Ce système des Maisons devient une grille de référence, les faiseurs d'horoscopes convenant que, si les positions des corps célestes sont variables, ce nouvel ensemble de divisions est constant pour un point donné de la terre. Comme les quadrants ascendants ou descendants de Ptolémée, chacun des douze secteurs, ou Maisons, affecte de façon particulière les signes et corps célestes, sont variables, qui s'y trouvent situés. Par exemple, les planètes proches du méridien sont fortes, mais d'une manière différente, selon qu'elles sont au-dessus ou au-dessous. De plus, un luminaire, ou une planète, apparaissant dans l'horoscope juste au-dessus de l'ascendant (l'horizon oriental) désigne en principe un caractère réservé, alors que l'inverse sera vrai s'il est juste au-dessous.

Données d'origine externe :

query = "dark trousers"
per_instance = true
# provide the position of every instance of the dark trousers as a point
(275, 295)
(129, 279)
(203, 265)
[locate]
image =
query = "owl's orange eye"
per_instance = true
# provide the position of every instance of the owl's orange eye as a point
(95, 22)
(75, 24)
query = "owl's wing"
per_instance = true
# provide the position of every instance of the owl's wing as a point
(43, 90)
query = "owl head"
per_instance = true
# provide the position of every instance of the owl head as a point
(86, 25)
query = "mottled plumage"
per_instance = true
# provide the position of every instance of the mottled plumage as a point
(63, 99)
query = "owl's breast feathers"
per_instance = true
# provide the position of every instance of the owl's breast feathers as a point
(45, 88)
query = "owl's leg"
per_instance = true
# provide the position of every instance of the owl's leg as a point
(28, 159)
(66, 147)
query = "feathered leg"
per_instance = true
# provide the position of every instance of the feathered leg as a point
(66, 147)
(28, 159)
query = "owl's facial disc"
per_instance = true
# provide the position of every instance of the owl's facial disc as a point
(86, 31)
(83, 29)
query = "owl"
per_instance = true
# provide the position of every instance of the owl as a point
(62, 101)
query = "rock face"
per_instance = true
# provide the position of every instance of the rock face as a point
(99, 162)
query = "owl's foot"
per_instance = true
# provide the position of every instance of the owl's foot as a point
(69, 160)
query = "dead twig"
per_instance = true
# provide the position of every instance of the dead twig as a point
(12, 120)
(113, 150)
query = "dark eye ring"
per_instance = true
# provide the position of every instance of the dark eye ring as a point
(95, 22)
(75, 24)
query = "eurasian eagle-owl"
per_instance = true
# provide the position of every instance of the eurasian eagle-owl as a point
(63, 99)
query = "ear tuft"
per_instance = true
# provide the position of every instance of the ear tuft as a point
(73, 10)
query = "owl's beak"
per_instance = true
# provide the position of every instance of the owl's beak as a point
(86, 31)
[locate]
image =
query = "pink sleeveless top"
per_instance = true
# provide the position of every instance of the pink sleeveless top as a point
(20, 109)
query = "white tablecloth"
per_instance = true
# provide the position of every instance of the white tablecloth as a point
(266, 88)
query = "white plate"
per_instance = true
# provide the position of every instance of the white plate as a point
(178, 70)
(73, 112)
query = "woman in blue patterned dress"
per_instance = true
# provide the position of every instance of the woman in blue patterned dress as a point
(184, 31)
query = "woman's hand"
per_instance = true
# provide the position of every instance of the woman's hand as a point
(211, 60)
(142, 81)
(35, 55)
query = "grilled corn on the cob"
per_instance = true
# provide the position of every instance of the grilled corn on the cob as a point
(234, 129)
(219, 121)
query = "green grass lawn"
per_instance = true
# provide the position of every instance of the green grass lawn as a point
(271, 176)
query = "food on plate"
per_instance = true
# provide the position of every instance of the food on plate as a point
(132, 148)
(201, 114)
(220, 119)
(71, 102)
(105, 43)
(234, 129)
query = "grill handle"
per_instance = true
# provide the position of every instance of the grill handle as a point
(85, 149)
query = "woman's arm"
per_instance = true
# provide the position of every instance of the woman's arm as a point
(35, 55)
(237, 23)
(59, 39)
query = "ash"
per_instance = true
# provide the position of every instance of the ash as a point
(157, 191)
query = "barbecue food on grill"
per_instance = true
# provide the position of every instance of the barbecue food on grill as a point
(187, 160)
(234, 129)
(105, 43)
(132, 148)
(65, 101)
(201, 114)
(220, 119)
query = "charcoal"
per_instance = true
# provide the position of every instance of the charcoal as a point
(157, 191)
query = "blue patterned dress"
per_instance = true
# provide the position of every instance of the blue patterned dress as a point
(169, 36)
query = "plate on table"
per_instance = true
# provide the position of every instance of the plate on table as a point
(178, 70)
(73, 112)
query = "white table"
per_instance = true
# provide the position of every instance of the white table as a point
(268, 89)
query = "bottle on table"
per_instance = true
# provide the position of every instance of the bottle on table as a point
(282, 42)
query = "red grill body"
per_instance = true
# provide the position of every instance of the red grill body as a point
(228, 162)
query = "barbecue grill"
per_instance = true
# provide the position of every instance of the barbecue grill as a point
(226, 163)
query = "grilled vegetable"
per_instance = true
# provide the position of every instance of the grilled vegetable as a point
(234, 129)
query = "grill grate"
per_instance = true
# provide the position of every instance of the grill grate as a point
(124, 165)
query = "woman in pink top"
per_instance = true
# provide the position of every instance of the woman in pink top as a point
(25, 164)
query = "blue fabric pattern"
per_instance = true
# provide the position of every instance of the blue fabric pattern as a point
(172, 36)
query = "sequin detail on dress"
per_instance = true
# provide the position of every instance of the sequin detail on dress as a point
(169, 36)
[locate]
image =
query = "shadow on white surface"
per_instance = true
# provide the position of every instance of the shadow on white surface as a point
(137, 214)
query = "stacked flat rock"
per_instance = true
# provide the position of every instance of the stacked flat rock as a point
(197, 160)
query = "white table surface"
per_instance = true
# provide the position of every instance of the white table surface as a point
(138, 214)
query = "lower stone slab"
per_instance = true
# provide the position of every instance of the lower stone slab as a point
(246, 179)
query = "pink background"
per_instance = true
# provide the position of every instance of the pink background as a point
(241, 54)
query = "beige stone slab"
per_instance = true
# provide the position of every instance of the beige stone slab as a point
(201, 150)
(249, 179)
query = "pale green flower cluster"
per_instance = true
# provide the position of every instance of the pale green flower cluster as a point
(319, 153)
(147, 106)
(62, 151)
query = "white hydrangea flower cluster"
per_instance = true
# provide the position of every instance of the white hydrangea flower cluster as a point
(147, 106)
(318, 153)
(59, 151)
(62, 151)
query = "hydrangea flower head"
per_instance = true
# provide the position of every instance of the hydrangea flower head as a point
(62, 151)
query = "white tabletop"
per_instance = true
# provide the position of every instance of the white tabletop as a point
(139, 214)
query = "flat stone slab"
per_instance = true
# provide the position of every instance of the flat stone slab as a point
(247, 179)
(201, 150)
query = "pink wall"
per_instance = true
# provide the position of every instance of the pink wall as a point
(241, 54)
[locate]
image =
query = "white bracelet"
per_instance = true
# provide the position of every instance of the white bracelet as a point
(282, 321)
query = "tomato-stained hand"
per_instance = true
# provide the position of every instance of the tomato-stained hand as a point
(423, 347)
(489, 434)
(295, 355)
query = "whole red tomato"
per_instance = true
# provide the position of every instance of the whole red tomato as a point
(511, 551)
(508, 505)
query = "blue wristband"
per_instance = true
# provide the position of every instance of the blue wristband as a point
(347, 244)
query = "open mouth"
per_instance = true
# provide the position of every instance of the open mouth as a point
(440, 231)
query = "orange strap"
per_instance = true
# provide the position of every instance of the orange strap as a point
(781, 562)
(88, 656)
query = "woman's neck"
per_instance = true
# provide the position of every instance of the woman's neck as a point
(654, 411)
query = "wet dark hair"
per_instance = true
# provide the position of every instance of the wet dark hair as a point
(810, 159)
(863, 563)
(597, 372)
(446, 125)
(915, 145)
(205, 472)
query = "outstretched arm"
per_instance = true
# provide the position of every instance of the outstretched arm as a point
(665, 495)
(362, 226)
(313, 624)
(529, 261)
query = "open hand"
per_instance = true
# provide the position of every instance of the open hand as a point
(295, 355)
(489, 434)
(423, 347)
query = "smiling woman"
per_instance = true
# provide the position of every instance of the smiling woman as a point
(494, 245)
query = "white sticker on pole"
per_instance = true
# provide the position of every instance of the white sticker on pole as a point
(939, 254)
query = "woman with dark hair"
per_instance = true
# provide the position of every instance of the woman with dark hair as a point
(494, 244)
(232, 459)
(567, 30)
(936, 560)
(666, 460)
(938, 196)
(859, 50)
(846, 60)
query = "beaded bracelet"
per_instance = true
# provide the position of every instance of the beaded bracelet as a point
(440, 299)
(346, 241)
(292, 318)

Des observations plus poussées devaient encore montrer que les douze Maisons ont des caractéristiques similaires à celles des signes zodiacaux, mais sont rangées dans l'ordre inverse. L'année astrologique commence au printemps avec le Bélier, se poursuit en Cancer à la mi-été, en Balance à l'automne, en Capricorne à la mi-hiver et finit avec les Poissons ; au contraire, dans sa course quotidienne, le soleil entre dans la douzième Maison (celle de l'ascendant, correspondant aux Poissons) à six heures du matin (heure solaire vraie), qui la dixième (l'hivernal Capricorne) à midi, descend de la septième (Balance) à la sixième (Vierge) à six heures du soir, et passe de la quatrième (Cancer) à la troisième (Gémeaux) à minuit ; la première Maison (Bélier) de quatre heures à six heures du matin est la dernière.